Paidamoyo Chipunza Health Reporter
Government plans to put surveillance measures against the deadly Ebola disease at border posts following repeated suspected cases in neighbouring South Africa.
In an interview yesterday, Health and Child Care Minister Dr David Parirenyatwa said plans were underway to roll-out prevention programmes at all border areas such as Beitbridge and Chirundu.
Dr Parirenyatwa who is also the chairman of the Sadc Health Ministers forum, said the South African airport was also very critical to Southern African region since it received people from different parts of the region and its planes were still flying to East Africa.
“Our next phase would be to roll out the programme to the borders for road users as we continue monitoring and following up developments in the region,” said Dr Parirenyatwa.
“The South African international airport is of critical importance to all of us in the region and we are working hard as Sadc to do all we can to prevent the spread of the disease to our people,” he said. Dr Parirenyatwa said Zimbabwe was also monitoring people entering the country from the affected areas for any possible signs and symptoms of the disease.
He, however, maintained that Zimbabwe was at low risk of getting Ebola virus, which so far has killed over 1000 people in East Africa and left many others sick.
He said Government was in the process of drafting a budget required for effective prevention and preparation for the outbreak.
“Treasury has been very supportive and has since asked us to provide a budget of all that we need to prevent and prepare should the outbreak strike.
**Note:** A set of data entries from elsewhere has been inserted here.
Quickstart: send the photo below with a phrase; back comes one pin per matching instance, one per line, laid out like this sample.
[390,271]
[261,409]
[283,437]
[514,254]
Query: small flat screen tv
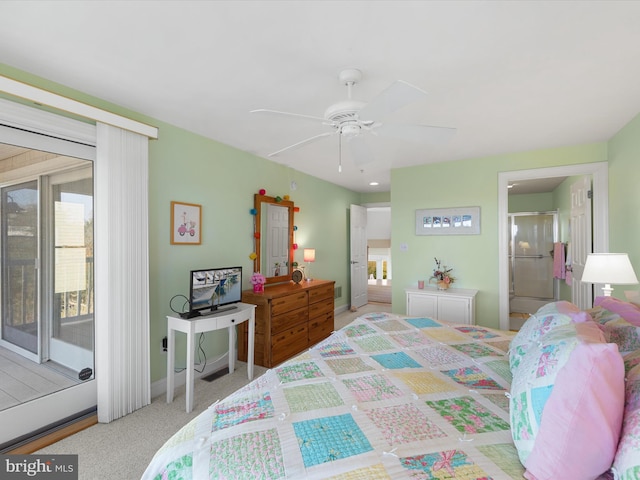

“So far we are using Ministry (of Health and Child Care) resources,” he said. Meanwhile, South Africa has announced that results of a South African man who was quarantined yesterday after exhibiting signs and symptoms of the disease tested negative.
The man had just returned from Liberia, where he was working in the mines and started showing symptoms of Ebola until he was quarantined.
Last week, South Africa also quarantined a pregnant woman who had come from Guinea also exhibiting signs and symptoms of Ebola.
Laboratory results for the woman also tested negative of Ebola virus.
“Indeed there is somebody who is a South African who stays here and happened to come back home from working in Liberia.
“He came back but unfortunately fell ill and therefore his fever is of interest to us and we are checking that,” says Department of Health spokesperson Joe Maila on Sunday.